The rapid pace of change forces us to be humble. Amid the chaotic swirl of digital transformation, Lowe says we may make decisions that are sometimes wrong. It also means we may make decisions that are right, but that conventional wisdom deems to be wrong. This is what Lowe defines as disruption. (Netflix disrupted Blockbuster with its mail-in DVD model, then disrupted itself by streaming content, and then disrupted the entertainment industry by creating content to stream.)
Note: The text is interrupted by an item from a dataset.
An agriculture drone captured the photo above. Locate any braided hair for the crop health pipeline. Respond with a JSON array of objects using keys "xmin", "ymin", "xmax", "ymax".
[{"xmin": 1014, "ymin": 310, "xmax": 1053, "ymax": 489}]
Lowe defines innovation as consistently making the tough decisions that scare us as much as they excite us. Some leaders, he explained, are afraid of innovation because it means trusting our instincts and going against the grain of society. Very few people, he says, are born leaders. We have to learn how to effectively motivate and lead.

So, what’s the message? The idea of learning to lead with an innovative, disruptive and humble mindset is incredibly timely, especially as Mother’s Day approaches this weekend. It’s true nobody is born a leader but it’s also true that from birth, we’re guided by the ultimate leader in our lives … our mothers. With unseen pen and paper, mothers draw the matriarchal blueprint for the values and ideals we’ll follow throughout each and every day. A mother’s support gets us through the inevitable mistakes and mishaps, just as her encouragement champions our wins as if they were her own. While the challenges of change make us humble, mothers make us strong.

On behalf of our entire organization, I want to wish all of the mothers reading this a very happy Mother’s Day and send my gratitude for the true leaders you are and the examples you set for the leaders we hope to be.